MYSURU: The nearly two lakh houses and 65 wards of Mysuru generate 403 tonnes of solid waste every day, but the city has only one centralised solid waste management plant in Vidyaranyapuram.
The plant can treat merely 200 tonnes of waste, but it receives nearly 380 tonnes of it as seven of the nine decentralised units in the city are currently not in working order although they cost nearly Rs 4 crore to set up under JNNURM in 2011-2012.
Dumped with more waste than it can handle, the Vidyaranyapuram plant has become another Mandur with people of JP Nagar and other areas in a one kilometer radius of it complaining of the foul smell they have to put up with every day.
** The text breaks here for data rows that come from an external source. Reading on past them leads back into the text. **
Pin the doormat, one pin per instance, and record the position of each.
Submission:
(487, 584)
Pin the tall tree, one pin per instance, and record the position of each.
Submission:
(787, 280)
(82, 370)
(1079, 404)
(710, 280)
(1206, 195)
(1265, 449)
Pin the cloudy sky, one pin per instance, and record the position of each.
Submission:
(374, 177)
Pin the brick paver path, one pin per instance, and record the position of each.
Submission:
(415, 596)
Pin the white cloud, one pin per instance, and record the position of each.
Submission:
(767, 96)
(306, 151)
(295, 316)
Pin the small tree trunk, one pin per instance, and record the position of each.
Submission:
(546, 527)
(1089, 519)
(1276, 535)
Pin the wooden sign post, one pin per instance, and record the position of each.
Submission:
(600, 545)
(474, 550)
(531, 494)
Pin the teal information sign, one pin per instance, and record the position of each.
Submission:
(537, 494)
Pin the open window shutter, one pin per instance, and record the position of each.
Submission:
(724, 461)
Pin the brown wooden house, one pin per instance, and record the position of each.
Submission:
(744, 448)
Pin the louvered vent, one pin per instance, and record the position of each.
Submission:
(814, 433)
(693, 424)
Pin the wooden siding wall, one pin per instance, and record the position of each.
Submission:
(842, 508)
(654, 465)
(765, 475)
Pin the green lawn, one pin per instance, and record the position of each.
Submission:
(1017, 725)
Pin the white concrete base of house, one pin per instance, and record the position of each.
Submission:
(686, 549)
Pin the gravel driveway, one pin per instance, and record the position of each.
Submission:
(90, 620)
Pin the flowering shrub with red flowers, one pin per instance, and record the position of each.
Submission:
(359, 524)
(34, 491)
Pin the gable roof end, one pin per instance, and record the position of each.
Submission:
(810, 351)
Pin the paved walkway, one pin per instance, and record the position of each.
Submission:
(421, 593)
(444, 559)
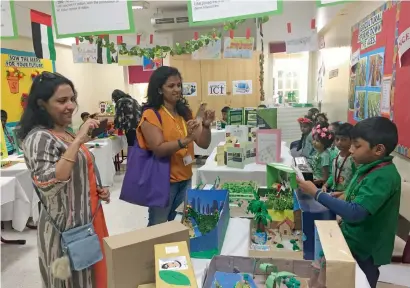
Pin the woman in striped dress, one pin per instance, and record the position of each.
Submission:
(64, 174)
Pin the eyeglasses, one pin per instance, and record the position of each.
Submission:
(49, 75)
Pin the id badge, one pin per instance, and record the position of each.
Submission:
(187, 160)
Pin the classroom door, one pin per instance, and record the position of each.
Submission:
(215, 85)
(244, 72)
(191, 72)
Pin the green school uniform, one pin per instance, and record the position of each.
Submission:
(319, 161)
(346, 173)
(379, 193)
(307, 147)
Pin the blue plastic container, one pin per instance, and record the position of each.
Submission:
(311, 211)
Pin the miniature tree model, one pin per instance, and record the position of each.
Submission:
(275, 278)
(260, 212)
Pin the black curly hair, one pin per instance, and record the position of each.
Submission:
(155, 99)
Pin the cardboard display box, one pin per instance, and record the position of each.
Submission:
(238, 157)
(235, 116)
(173, 266)
(207, 203)
(250, 116)
(130, 256)
(267, 118)
(338, 271)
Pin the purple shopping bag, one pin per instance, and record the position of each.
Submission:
(147, 179)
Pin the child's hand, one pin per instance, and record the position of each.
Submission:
(307, 187)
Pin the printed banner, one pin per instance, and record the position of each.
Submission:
(105, 21)
(242, 87)
(209, 52)
(238, 47)
(189, 89)
(217, 88)
(19, 68)
(8, 20)
(206, 12)
(403, 43)
(309, 43)
(126, 60)
(151, 64)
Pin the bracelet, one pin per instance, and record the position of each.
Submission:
(318, 194)
(67, 159)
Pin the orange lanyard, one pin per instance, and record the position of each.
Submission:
(183, 133)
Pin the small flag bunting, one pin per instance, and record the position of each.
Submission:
(248, 33)
(42, 34)
(313, 23)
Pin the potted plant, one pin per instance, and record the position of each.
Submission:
(275, 278)
(261, 216)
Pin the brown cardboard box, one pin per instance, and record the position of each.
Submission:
(130, 256)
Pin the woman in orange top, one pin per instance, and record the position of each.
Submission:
(174, 137)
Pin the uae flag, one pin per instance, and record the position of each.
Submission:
(43, 39)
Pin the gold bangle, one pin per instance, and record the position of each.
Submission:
(67, 159)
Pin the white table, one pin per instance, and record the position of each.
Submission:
(252, 172)
(217, 136)
(16, 206)
(236, 244)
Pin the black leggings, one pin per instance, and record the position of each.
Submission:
(131, 136)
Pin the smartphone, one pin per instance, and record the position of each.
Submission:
(101, 129)
(201, 111)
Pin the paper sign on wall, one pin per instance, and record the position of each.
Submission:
(308, 43)
(8, 20)
(109, 17)
(217, 88)
(206, 12)
(404, 43)
(268, 146)
(189, 89)
(238, 47)
(242, 87)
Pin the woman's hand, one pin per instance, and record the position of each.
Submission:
(307, 187)
(83, 136)
(104, 194)
(209, 117)
(193, 128)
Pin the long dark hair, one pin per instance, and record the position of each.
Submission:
(155, 99)
(43, 88)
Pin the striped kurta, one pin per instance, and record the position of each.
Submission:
(68, 202)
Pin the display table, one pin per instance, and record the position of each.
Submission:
(217, 136)
(252, 172)
(236, 244)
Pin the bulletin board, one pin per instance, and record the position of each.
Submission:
(18, 69)
(379, 81)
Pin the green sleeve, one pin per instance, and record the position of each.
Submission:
(372, 196)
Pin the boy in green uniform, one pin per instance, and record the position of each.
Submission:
(371, 209)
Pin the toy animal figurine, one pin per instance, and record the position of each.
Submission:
(275, 278)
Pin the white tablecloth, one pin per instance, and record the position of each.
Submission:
(217, 136)
(236, 244)
(17, 203)
(252, 172)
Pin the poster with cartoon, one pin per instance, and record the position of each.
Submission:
(174, 263)
(19, 68)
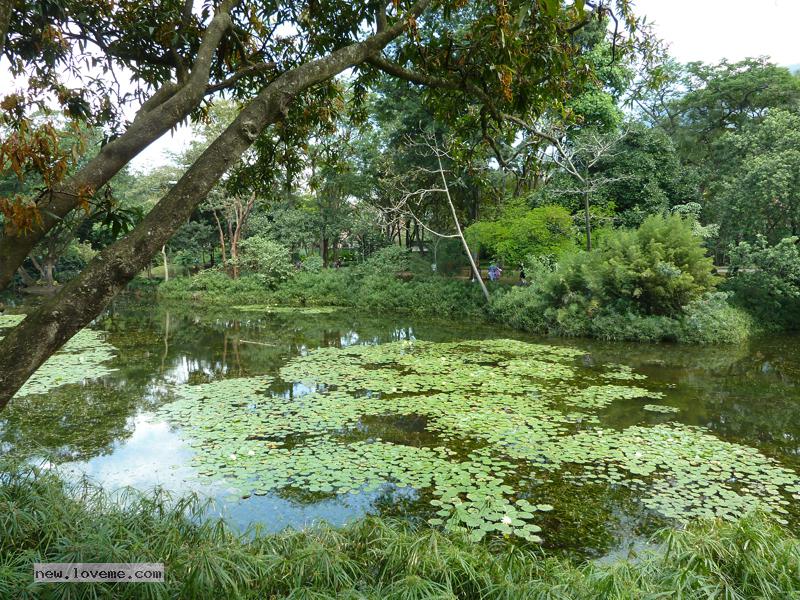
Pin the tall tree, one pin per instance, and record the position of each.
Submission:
(480, 53)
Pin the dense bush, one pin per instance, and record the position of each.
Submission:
(45, 520)
(327, 287)
(650, 284)
(214, 286)
(266, 259)
(520, 232)
(766, 281)
(313, 263)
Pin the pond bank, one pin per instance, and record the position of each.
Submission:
(372, 558)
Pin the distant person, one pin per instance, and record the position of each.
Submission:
(494, 272)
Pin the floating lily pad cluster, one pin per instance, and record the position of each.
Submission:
(682, 472)
(511, 410)
(81, 358)
(662, 408)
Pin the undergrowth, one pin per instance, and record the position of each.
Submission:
(44, 519)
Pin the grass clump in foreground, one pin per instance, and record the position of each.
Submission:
(43, 519)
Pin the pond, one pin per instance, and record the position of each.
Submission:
(289, 416)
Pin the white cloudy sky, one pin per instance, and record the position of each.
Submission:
(705, 30)
(710, 30)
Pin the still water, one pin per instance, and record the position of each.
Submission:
(108, 429)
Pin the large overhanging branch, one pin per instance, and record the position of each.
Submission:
(47, 328)
(5, 18)
(169, 105)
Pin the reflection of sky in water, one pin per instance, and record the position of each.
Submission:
(156, 456)
(749, 394)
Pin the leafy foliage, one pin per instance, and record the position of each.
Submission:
(267, 260)
(373, 558)
(766, 280)
(521, 233)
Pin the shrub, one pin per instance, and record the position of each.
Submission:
(650, 284)
(391, 259)
(765, 280)
(655, 270)
(266, 259)
(213, 286)
(327, 287)
(520, 232)
(313, 263)
(712, 319)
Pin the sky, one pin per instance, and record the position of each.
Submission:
(704, 30)
(710, 30)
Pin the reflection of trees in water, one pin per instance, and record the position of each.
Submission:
(71, 422)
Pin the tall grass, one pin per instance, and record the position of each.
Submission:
(44, 519)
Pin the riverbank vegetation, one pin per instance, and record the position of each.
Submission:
(45, 519)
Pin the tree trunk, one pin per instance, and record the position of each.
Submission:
(166, 265)
(167, 107)
(5, 17)
(57, 319)
(475, 270)
(49, 267)
(587, 220)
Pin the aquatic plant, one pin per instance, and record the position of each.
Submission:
(43, 517)
(81, 358)
(498, 413)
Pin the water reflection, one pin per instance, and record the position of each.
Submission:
(106, 429)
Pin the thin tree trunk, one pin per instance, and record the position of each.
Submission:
(166, 265)
(587, 220)
(167, 107)
(221, 237)
(57, 319)
(460, 233)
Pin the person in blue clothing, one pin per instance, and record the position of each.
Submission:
(494, 272)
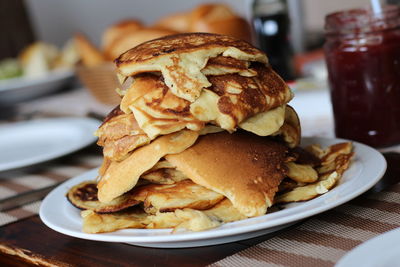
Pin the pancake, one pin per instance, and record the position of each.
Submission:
(225, 65)
(164, 176)
(120, 177)
(290, 132)
(84, 196)
(119, 134)
(180, 58)
(229, 102)
(180, 195)
(214, 160)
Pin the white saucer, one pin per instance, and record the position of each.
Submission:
(380, 251)
(20, 89)
(30, 142)
(366, 170)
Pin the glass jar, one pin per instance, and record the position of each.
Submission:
(362, 51)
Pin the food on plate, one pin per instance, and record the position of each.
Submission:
(203, 136)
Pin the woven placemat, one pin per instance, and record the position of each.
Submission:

Responding to the increasing complaints from the area, several corporators of the city led by KR constituency MLA, Somshekar and Mayor R. Lingappa inspected the decentralised solid waste management units along with the Mysore City Corporation officials here on Thursday.
To their dismay, they found that except for the decentralised unit at Kumbarkoppal and the Gangothri plant managed by the University of Mysore, none of the others were in working order.
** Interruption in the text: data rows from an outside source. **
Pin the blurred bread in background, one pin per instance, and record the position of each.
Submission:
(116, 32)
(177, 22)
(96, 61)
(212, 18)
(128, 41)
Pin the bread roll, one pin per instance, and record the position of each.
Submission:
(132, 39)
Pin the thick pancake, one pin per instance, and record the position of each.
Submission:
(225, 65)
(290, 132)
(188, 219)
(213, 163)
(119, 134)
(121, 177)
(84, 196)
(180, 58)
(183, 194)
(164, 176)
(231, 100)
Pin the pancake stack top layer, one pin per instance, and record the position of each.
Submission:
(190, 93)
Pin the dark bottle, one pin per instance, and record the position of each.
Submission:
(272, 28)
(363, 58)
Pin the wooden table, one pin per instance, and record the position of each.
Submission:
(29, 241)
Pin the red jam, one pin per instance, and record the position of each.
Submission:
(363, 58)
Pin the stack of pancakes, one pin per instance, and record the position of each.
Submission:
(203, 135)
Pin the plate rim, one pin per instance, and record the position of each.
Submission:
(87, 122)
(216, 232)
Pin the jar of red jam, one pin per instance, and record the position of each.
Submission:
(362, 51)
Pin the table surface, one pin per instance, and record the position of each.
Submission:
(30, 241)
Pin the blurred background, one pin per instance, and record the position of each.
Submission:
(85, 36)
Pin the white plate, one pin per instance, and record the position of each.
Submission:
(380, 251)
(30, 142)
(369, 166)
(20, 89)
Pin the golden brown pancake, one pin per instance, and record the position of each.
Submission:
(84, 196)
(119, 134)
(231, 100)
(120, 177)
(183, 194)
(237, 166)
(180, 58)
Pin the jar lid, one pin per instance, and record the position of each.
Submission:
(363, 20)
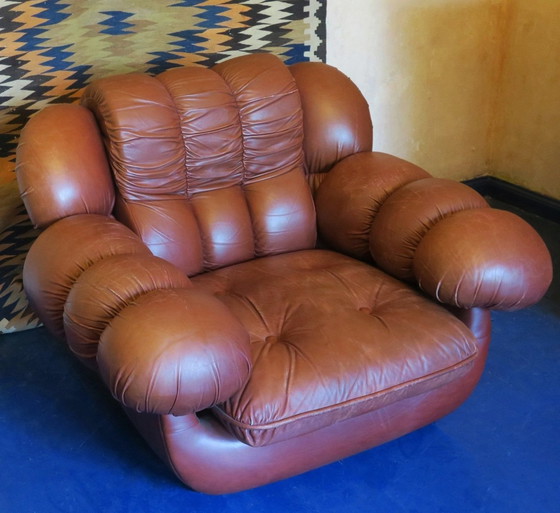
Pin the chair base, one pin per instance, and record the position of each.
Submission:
(207, 458)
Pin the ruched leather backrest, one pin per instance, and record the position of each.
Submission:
(209, 163)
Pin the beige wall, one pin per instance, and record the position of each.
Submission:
(450, 82)
(526, 139)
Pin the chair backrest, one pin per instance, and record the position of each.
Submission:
(211, 166)
(208, 163)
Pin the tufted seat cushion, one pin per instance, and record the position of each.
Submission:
(331, 338)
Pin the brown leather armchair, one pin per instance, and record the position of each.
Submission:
(262, 292)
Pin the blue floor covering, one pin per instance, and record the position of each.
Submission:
(66, 447)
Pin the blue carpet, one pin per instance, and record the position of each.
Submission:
(66, 447)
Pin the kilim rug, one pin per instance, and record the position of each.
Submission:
(51, 49)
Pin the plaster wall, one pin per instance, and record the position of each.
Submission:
(460, 87)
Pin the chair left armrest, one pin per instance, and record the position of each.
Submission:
(437, 233)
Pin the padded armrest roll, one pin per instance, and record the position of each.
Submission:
(174, 352)
(484, 258)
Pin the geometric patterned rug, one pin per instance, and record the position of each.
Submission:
(51, 49)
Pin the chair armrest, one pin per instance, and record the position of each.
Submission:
(484, 258)
(61, 254)
(438, 233)
(351, 194)
(160, 346)
(174, 352)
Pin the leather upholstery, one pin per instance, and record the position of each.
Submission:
(180, 259)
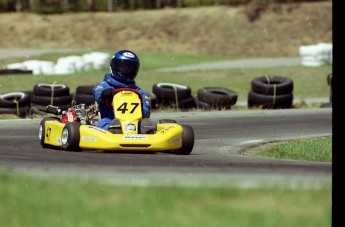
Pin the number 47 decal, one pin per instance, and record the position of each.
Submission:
(123, 108)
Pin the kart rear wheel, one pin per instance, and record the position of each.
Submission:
(71, 136)
(187, 140)
(42, 129)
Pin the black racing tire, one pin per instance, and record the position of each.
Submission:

While the unit at Gokulam is said to have shut down in the face of protests by the public in the area, the unit at Jodi thenginmara did not have basic infrastructure like electricity to operate.
Even when operational, the existing decentralised units can treat merely eight to 10 tonnes of solid waste per day, according to corporation sources.
Now the MCC has proposed to set up two more mega solid waste treatment plants at Rayankere and Kesre, each with a capacity to treat 300 tonnes a day to help solve the city’s garbage troubles.